When we look at how the Conservatives have run Norfolk since 2017, is it any wonder that my constituents might find the prospect of a referendum on their work appealing? The Conservatives rode roughshod over the views of local residents, threatened to evict people with bailiffs, and acted like playground bullies because people in Sheringham dared to oppose their plans to bulldoze the bus shelter.

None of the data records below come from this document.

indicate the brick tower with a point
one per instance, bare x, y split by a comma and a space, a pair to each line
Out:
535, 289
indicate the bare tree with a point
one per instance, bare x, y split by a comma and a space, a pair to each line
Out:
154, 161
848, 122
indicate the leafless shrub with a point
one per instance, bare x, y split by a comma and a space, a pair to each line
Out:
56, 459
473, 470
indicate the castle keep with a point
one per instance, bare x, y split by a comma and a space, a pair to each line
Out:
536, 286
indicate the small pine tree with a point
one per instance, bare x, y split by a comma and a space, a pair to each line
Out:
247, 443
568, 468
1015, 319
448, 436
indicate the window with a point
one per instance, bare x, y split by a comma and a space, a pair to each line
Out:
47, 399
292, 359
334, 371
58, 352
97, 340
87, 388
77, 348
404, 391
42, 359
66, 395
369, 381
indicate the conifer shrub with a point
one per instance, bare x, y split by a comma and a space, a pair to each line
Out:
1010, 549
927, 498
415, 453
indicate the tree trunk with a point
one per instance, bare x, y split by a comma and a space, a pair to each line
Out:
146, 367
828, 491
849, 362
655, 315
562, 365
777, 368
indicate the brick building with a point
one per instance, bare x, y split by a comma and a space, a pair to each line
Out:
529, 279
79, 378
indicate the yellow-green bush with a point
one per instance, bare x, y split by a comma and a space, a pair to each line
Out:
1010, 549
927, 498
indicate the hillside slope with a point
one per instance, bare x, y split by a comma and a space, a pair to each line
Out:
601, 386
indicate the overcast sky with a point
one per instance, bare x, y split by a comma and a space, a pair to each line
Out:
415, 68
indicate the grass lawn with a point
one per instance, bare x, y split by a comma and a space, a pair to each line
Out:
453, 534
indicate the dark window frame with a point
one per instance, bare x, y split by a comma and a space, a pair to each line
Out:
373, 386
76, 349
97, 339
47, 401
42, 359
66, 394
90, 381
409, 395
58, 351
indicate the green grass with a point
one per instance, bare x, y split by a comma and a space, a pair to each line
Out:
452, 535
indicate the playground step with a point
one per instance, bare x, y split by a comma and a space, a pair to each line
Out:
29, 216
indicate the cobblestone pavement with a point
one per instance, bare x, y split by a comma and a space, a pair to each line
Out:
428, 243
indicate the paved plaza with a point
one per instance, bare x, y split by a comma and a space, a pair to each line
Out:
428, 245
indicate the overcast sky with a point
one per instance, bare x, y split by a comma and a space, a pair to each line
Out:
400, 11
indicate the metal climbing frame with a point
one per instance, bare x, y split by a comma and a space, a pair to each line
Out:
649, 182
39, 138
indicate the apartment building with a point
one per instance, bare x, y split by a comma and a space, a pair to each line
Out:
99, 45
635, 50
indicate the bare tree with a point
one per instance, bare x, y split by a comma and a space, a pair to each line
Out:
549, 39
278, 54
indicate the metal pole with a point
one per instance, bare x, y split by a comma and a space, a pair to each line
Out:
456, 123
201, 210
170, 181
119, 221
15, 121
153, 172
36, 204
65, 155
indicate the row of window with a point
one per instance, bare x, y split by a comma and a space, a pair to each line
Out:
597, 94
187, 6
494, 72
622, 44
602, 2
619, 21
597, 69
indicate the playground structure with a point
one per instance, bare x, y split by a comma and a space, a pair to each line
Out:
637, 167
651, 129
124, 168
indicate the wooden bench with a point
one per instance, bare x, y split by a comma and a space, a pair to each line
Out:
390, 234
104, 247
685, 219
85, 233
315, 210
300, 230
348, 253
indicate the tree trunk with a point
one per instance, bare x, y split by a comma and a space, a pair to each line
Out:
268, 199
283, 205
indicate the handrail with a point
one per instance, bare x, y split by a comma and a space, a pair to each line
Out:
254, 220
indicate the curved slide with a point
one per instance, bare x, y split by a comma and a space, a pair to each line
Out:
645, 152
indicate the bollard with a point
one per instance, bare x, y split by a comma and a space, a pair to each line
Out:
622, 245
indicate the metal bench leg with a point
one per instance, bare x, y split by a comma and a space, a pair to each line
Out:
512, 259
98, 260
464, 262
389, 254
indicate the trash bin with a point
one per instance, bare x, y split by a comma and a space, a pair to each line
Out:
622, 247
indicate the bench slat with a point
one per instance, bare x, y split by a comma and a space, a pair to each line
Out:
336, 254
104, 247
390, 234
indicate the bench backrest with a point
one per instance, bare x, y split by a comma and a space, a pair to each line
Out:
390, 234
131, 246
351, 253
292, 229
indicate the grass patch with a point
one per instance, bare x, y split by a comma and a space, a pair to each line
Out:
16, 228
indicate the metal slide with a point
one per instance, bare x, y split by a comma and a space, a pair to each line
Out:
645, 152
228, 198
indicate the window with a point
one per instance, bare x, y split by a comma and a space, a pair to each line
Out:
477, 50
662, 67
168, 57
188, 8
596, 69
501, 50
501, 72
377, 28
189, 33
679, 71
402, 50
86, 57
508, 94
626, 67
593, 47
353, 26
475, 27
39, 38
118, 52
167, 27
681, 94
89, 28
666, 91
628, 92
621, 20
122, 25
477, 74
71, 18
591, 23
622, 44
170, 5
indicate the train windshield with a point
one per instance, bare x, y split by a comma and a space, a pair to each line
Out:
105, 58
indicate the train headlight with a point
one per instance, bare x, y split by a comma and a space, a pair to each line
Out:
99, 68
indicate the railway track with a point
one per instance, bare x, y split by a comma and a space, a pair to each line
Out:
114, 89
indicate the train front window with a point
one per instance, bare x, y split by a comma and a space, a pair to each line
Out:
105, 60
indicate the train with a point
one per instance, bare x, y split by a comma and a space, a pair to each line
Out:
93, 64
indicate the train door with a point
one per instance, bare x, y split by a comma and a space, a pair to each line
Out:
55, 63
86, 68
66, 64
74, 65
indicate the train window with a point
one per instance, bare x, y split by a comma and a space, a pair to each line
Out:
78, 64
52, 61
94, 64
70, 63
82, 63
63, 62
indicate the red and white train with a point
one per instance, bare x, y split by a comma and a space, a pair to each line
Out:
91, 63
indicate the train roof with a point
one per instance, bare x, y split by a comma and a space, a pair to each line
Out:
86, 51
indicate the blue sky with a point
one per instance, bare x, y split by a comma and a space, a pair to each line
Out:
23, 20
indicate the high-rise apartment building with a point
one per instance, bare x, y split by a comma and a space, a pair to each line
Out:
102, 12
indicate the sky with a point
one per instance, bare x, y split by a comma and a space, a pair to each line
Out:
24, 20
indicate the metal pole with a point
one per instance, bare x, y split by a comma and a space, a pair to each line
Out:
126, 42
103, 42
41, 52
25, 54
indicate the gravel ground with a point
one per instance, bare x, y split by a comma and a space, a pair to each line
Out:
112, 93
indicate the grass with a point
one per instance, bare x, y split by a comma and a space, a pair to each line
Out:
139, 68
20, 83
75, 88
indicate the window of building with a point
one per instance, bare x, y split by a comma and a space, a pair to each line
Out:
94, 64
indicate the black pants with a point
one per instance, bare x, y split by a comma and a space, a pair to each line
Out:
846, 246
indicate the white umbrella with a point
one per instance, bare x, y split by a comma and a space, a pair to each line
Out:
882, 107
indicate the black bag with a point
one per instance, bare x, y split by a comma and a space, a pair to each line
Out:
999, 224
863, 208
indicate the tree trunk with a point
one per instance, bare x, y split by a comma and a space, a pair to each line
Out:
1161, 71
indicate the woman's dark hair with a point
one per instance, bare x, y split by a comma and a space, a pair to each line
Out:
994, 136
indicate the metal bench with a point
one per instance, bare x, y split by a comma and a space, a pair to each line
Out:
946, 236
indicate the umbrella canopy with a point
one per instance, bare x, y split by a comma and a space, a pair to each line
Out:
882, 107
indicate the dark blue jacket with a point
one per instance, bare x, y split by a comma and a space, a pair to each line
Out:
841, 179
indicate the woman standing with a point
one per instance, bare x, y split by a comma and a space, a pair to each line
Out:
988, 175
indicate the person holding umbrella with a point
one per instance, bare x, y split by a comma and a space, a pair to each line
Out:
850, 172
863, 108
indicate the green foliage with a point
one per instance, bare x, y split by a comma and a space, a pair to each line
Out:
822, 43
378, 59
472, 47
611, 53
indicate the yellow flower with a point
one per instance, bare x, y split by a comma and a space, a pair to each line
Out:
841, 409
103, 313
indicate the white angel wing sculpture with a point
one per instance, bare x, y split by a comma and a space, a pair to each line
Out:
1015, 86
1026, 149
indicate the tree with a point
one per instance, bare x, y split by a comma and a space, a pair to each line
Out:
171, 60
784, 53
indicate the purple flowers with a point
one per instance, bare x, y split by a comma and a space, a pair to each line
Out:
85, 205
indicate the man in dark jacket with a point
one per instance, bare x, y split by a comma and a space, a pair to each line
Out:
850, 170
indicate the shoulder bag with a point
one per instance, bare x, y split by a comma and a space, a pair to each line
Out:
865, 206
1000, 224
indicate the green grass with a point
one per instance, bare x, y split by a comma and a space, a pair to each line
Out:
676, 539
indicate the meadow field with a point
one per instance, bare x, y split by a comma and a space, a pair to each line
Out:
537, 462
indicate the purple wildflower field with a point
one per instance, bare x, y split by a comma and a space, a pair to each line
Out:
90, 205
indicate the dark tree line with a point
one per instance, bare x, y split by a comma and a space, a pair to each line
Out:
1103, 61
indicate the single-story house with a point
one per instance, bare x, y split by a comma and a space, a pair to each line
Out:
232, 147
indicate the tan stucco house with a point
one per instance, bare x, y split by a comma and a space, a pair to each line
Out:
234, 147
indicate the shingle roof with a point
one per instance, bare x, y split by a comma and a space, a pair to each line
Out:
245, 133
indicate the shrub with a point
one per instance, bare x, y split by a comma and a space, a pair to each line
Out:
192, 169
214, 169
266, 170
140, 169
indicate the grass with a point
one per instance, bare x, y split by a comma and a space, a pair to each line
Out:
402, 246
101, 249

They are denying children in Holt a long-promised primary school, despite being given the money by the Government and the site being there to build on, and they have allowed our transport system to crumble, spending millions on shiny new buses in Norwich rather than embarking on a much-needed rural transport overhaul.
The Conservatives in Norfolk are also allowing the loss of vital convalescence care beds in Cromer and Cossey, which is worsening our healthcare crisis. They have driven our council to the brink of bankruptcy and are now having to go cap in hand to the Government to get bailed out after blowing £50 million on the white elephant that is the Norwich western link road, without an inch of road to show for it.
Now, to the shock of nobody, the Conservatives in Norfolk want to chicken out of elections for a second year running. They do not even have the guts to admit it: the letter from their administration to the Government was so unclear that they were asked to write it again and explain what they meant. Their assessment of whether our election should be cancelled read like a letter from Vicky Pollard: “Yeah, but no, but—”.
I made the point to a previous Secretary of State that the Conservative administration in Norfolk is totally unfit to preside over Norfolk’s future, and I remain steadfast in that opinion. Failing Conservative administrations have been propped up by the Government and allowed to do this across the country—[Interruption.] Sorry, Ms McVey.